Tasarı askeri vesayeti kaldırdığını iddia eden Hükümet’in yeniden vesayet altına girdiğinin açık bir kanıtıdır. Aynı şekilde vekil dokunulmazlığının kaldırıldığı bir dönemde askere dokunulmazlık getirilmesi halktan yana değil tanktan yana bir siyaset güdüldüğünün açık bir göstergesidir. 7 haziran sonrası Şırnak, Cizre, Nusaybin,İdil, Silopi ve Yüksekova’ya giren Ordu oralarda yaptıklarının hesabını mahşere bırakmış olacaktır. Sadece Kürt kentlerinde değil Türkiye’nin herhangi bir yerindeki toplumsal bir olayda askerin sahaya inmesine izin veren bir kanun tasarısı Gezi, Ceratepe gibi kendi yaşam alanlarını savunan demokratik tepkilere karşı da askere hem operasyon yetkisi verecek hem de bu operasyonlardan dolayı askeri dokunulmazlık zırhına büründürerek toplumsal muhalefet paletle ezilmiş olacaktır.
Bu kanun tasarısı aynı zamanda 2010 yılında iptal edilen EMASYA protokolünün yeniden uygulanacağı anlamına gelmektedir. “Darbeye zemin hazırlıyor” diye eleştirilen EMASYA protokolü her ne kadar 2010 yılında iptal edilmiş olsa da, de facto olarak Şırnak, Sur, Cizre, Nusaybin, İdil, Silopi ve Yüksekova gib ilçelerde pratikte uygulanmaya konmuştu. JÖH ve PÖH gruplarının ortak operasyonlarında çekilen ve sosyal medyada paylaşılan fotoğraflar fiili olarak bu yetkinin askerde olduğunun açık kanıtı gibiydi.
EMASYA protokolünün gerekçelerinden biri toplumsal olaylarının birden fazla ili etkilediği haller”di. Bu gerekçe bugünkü kanun tasarısının genel gerekçesinde aynen duruyor. Genel gerekçede, terör olayların birden çok ili etkilemesi durumunda (bu birden fazla Vali’yi ilgilendireceği anlamına geliyor) tüm yetkiyi Genelkurmay’a vererek askeri vesayetin yeniden dolaşıma sokmuş bulunuyor.

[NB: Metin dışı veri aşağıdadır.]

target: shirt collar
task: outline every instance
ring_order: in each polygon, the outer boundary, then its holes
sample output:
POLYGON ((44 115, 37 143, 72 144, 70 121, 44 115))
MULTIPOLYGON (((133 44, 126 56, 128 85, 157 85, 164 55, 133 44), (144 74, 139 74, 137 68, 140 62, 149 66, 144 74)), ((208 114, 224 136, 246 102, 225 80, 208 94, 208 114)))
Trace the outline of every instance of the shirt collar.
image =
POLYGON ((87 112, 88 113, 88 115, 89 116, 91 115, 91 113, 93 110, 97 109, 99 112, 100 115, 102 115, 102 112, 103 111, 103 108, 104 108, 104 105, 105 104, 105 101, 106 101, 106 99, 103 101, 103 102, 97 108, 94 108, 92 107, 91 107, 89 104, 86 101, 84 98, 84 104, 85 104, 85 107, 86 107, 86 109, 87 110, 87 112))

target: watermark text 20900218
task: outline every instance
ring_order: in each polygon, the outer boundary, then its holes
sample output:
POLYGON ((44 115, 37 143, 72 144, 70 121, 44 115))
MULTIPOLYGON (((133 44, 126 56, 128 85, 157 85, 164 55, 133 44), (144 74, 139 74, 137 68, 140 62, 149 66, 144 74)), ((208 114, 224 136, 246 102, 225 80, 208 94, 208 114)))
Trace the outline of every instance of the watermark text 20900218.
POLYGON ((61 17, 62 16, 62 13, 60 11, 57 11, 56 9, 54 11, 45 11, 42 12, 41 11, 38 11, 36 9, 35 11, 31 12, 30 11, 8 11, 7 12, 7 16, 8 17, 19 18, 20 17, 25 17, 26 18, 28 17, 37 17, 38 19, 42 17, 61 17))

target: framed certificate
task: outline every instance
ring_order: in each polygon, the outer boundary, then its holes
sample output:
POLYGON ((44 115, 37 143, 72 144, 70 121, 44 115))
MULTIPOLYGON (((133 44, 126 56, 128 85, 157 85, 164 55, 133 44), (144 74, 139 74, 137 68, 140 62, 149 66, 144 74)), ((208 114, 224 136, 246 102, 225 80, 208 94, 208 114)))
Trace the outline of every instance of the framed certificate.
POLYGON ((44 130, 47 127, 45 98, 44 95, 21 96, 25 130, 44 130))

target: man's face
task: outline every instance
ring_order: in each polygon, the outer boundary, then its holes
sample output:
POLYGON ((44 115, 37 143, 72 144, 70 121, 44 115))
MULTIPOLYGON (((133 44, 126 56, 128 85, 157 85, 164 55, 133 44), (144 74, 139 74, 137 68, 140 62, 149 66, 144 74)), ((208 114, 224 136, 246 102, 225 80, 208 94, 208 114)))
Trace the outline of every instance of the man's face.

Kanun tasarısı 28 Şubat’ın darbe ruhunu yeniden güncelleyerek askeri vesayeti kaldırma şiarıyla uzunca bir zaman halktan oy toplayan AKP hükümetinin bizatihi kendisi şimdi askeri bir vesayetin sultası altına girdiği anlamına gelmektedir. Komisyonda kabul edilen bu yasa tasarısı “darbe mekaniği”ne yasal bir zemin sunarak demokratik parlamenter rejimi vesayet altına alan bir içeriğe sahiptir.